MS Word to TWiki Markup Language Add-On
When a migration to TWiki is planned, but many documents already exist in MS Word .doc format, the migration process can be a pain to do manually. Also casual contributers like to use their favorite text editor, which is in many cases MS Word. Several plugins have attempted to overcome this problem, the most well-known is TWiki:Plugins.MsOfficeAttachmentsAsHTMLPlugin
. However, in this way the documents are not editable in the wiki fashion, i.e. 'click-edit-save'.
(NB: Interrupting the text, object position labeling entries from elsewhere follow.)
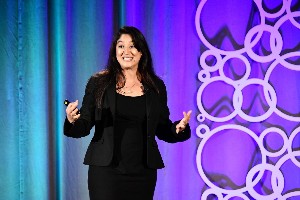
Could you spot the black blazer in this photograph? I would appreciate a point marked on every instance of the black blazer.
(100, 150)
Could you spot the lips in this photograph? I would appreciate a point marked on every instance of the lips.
(127, 58)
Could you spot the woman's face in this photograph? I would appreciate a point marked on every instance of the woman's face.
(127, 55)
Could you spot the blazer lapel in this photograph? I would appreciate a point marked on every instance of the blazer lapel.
(111, 95)
(149, 99)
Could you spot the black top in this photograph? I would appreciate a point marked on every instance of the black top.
(130, 133)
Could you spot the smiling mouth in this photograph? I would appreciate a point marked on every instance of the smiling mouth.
(127, 58)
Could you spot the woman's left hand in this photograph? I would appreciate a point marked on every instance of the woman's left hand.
(185, 120)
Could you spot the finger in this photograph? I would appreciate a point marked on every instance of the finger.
(76, 117)
(188, 115)
(74, 112)
(72, 106)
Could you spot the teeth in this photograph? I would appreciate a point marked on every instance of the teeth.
(127, 58)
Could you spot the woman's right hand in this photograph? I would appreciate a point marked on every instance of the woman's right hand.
(71, 111)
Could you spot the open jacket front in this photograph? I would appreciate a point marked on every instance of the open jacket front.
(101, 148)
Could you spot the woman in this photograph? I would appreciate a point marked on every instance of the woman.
(127, 104)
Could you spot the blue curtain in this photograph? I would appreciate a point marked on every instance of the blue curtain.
(48, 50)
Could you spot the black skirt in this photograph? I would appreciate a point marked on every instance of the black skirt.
(109, 183)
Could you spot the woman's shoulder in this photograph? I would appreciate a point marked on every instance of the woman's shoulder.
(97, 79)
(159, 82)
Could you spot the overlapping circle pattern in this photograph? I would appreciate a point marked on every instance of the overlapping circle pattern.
(253, 36)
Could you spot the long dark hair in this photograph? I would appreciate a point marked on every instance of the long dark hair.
(113, 71)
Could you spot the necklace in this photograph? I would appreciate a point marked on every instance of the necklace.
(122, 91)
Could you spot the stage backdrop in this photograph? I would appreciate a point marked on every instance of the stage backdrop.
(48, 50)
(234, 63)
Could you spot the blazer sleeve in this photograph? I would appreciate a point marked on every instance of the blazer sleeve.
(166, 129)
(82, 126)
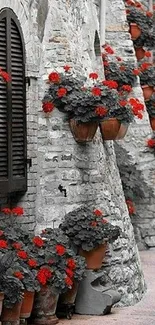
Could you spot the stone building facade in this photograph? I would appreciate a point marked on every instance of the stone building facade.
(57, 32)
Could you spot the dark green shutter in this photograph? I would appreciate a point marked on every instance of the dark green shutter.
(13, 173)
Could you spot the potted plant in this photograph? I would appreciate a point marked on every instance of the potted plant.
(150, 106)
(54, 274)
(89, 232)
(147, 79)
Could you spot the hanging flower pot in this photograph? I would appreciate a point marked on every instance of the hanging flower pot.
(94, 257)
(44, 307)
(152, 122)
(1, 301)
(147, 91)
(122, 131)
(135, 31)
(83, 132)
(11, 315)
(27, 304)
(140, 53)
(110, 128)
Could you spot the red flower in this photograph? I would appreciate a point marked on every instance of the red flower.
(69, 272)
(71, 263)
(61, 92)
(68, 281)
(149, 14)
(98, 212)
(101, 111)
(6, 211)
(109, 49)
(147, 54)
(17, 245)
(18, 211)
(135, 72)
(66, 68)
(38, 241)
(93, 75)
(60, 250)
(151, 143)
(93, 224)
(22, 254)
(96, 91)
(54, 77)
(123, 102)
(32, 263)
(18, 275)
(47, 107)
(3, 244)
(6, 77)
(110, 83)
(127, 88)
(122, 68)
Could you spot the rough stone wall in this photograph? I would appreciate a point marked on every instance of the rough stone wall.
(58, 32)
(88, 173)
(137, 163)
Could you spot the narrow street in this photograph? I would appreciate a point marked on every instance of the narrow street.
(142, 313)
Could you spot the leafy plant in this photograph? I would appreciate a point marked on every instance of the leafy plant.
(87, 229)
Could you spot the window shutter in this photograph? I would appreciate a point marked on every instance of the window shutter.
(13, 173)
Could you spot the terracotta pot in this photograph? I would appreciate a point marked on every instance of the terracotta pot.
(1, 301)
(11, 315)
(70, 295)
(44, 307)
(152, 122)
(140, 52)
(94, 258)
(110, 128)
(122, 131)
(147, 91)
(27, 304)
(135, 31)
(83, 132)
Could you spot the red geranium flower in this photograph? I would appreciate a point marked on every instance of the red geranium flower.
(3, 244)
(6, 210)
(22, 254)
(32, 263)
(17, 245)
(61, 92)
(68, 281)
(18, 211)
(66, 68)
(71, 263)
(47, 107)
(135, 72)
(93, 75)
(54, 77)
(6, 77)
(101, 111)
(38, 241)
(1, 233)
(110, 83)
(96, 91)
(98, 212)
(69, 272)
(151, 143)
(60, 250)
(18, 275)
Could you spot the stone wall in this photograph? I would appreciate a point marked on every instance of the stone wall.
(58, 32)
(136, 162)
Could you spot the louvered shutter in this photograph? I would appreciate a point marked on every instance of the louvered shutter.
(13, 173)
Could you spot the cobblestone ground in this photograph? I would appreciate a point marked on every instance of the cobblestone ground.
(142, 313)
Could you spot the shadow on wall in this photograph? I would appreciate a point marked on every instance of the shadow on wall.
(137, 190)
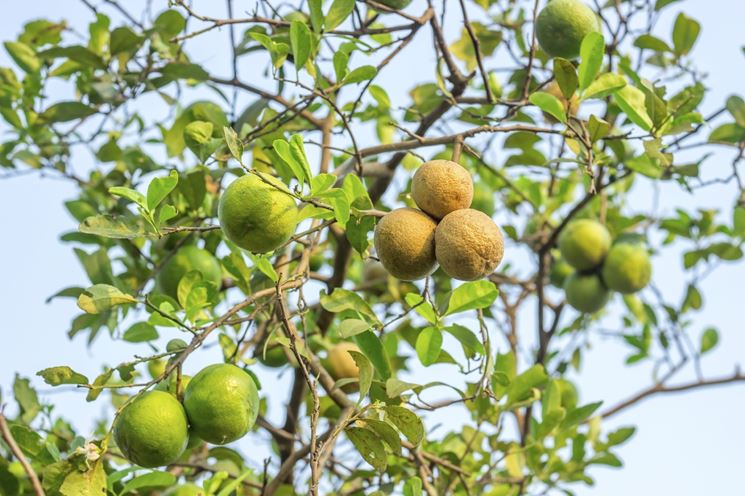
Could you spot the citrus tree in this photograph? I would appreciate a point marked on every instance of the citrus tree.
(246, 207)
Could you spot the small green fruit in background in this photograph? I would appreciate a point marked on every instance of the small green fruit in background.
(256, 214)
(562, 25)
(222, 403)
(152, 430)
(584, 243)
(187, 259)
(627, 269)
(586, 292)
(560, 270)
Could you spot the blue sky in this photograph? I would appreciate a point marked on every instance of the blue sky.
(686, 444)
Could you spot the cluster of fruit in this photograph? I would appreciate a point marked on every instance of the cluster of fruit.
(220, 405)
(592, 265)
(465, 242)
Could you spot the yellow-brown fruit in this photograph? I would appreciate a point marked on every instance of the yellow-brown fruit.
(405, 243)
(469, 245)
(442, 186)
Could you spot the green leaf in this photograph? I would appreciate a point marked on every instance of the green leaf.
(67, 111)
(428, 345)
(352, 327)
(55, 376)
(369, 446)
(182, 70)
(89, 483)
(468, 340)
(631, 101)
(130, 194)
(549, 104)
(649, 42)
(23, 55)
(366, 372)
(339, 10)
(373, 349)
(362, 73)
(341, 300)
(685, 34)
(736, 107)
(603, 86)
(523, 384)
(406, 422)
(140, 332)
(472, 295)
(149, 480)
(301, 40)
(159, 188)
(591, 52)
(566, 77)
(102, 297)
(116, 227)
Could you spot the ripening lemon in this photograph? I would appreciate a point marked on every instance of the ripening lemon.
(584, 243)
(185, 260)
(257, 214)
(562, 25)
(222, 403)
(152, 430)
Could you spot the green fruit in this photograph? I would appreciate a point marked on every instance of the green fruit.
(185, 260)
(560, 270)
(395, 4)
(586, 292)
(627, 269)
(185, 490)
(562, 25)
(483, 199)
(222, 403)
(584, 244)
(152, 430)
(256, 213)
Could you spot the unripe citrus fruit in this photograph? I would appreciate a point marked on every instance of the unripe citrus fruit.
(405, 243)
(586, 292)
(257, 214)
(562, 25)
(152, 430)
(584, 243)
(222, 403)
(627, 268)
(185, 260)
(469, 245)
(441, 186)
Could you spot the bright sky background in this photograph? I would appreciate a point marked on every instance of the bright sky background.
(686, 445)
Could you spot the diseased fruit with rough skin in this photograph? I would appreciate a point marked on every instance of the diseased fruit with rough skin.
(441, 186)
(395, 4)
(468, 244)
(185, 490)
(341, 365)
(152, 430)
(562, 25)
(483, 199)
(560, 270)
(222, 403)
(405, 243)
(185, 260)
(586, 292)
(627, 268)
(256, 214)
(584, 243)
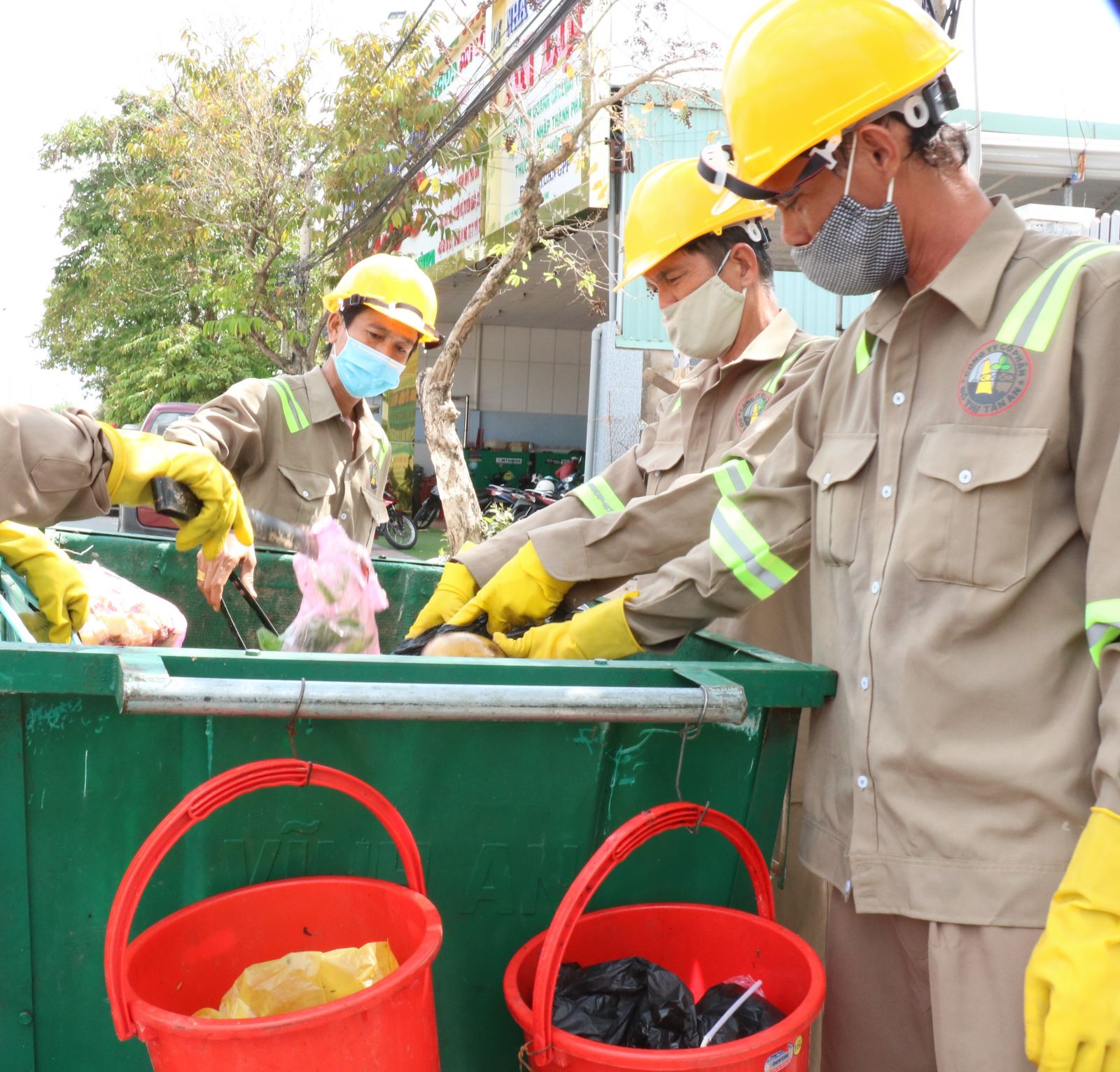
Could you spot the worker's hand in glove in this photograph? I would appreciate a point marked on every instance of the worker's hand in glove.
(520, 592)
(1072, 991)
(53, 578)
(139, 457)
(456, 586)
(213, 573)
(598, 633)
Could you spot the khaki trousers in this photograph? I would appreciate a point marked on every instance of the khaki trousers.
(913, 996)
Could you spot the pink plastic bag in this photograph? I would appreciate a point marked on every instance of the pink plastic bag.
(342, 596)
(127, 615)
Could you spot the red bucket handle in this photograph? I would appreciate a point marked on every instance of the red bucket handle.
(613, 851)
(200, 803)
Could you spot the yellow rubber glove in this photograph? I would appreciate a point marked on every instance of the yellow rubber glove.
(520, 592)
(139, 457)
(1072, 989)
(53, 578)
(598, 633)
(456, 586)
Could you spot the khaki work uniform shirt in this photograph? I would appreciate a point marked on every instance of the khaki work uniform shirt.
(952, 478)
(55, 466)
(291, 452)
(654, 502)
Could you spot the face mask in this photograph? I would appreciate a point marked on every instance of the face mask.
(364, 371)
(858, 250)
(705, 323)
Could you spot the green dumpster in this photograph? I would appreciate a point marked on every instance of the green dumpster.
(509, 773)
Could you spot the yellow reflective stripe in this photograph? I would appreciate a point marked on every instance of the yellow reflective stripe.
(732, 478)
(771, 384)
(743, 550)
(293, 415)
(865, 351)
(598, 496)
(1102, 627)
(1033, 319)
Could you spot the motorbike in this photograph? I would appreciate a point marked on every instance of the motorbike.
(431, 508)
(398, 529)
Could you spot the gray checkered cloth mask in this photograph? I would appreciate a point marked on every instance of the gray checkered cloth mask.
(858, 250)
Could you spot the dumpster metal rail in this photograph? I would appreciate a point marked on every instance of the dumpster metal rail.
(148, 690)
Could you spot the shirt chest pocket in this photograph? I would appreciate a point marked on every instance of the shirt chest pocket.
(969, 522)
(306, 494)
(661, 465)
(839, 470)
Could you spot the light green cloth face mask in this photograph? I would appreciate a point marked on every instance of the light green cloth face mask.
(705, 323)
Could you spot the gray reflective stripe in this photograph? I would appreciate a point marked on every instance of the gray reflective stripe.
(736, 476)
(1036, 309)
(1097, 633)
(720, 524)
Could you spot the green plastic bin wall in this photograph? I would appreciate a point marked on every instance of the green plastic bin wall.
(504, 814)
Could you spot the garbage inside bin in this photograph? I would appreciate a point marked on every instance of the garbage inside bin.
(127, 615)
(636, 1003)
(304, 980)
(342, 597)
(750, 1015)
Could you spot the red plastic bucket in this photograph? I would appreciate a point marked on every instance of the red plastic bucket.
(704, 945)
(190, 959)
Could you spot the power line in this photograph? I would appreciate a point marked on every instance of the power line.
(530, 43)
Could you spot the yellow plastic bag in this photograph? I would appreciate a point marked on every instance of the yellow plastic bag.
(304, 980)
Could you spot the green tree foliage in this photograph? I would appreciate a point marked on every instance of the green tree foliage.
(200, 214)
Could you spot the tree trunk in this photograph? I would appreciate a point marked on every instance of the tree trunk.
(456, 492)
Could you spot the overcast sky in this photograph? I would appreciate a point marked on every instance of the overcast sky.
(72, 60)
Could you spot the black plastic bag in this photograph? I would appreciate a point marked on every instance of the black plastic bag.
(626, 1003)
(754, 1015)
(416, 646)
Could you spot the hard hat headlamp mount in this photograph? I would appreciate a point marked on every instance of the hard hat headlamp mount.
(389, 307)
(918, 109)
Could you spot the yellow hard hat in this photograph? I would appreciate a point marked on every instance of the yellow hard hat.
(672, 205)
(396, 287)
(800, 73)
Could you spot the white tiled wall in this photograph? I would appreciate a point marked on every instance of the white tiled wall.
(526, 370)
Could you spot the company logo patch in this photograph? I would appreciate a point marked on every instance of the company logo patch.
(750, 408)
(996, 377)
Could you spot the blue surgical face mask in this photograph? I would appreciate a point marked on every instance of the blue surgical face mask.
(365, 372)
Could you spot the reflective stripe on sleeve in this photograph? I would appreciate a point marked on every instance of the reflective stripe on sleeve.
(1032, 321)
(743, 550)
(598, 498)
(293, 415)
(732, 478)
(771, 386)
(1102, 627)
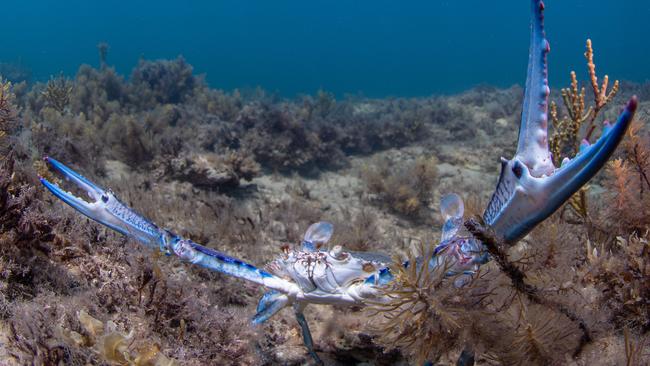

This simple VBA script can convert a .doc to TWiki:Codev.TWikiML
. It's far from complete, but handles the basics.
- User edits Word file
- User saves Word file for future reference
- User clicks
Tools-Macros > Word2TWiki
- Text in Word file is converted to TWikiML, and is copied to the clipboard
- Document is saved as filtered htm (additional document besides your previously saved word document)
- Inline images are collected in folder ActiveDocumentPath\YourFileName_files
- Explorer opens the images folder
- User pastes data into TWiki and saves topic
Ctrl + V or
Edit -> Paste
- User uploads all images from the folder. (Recommended: use TWiki:Plugins.BatchUploadPlugin to simply upload all the images as a zip file that gets unzipped by the plugin on the topic)
: it sometimes crashes on MS Word tables, and then leaves an orphaned Excel process running. At the point where the conversion stopped, use the MS Word menu, 'Table' > 'Convert' > 'Table to text...', and re-run the conversion (or simply convert tables to text before running the macro).
Currently, it handles conversions for the following:
- Headings (1-6)
- Typewriter font (Courier New)
- Bold (also combined with Italics, Underline, Typewriter font)
- Text color (see "Colored text" in TWikiPreferences#Rendering_Shortcuts)
- (Nested) Bullet lists
- (Nested) Numbered lists (No fancy styles or continuations)
- %BR% is added before linebreaks (paragraph breaks are not touched)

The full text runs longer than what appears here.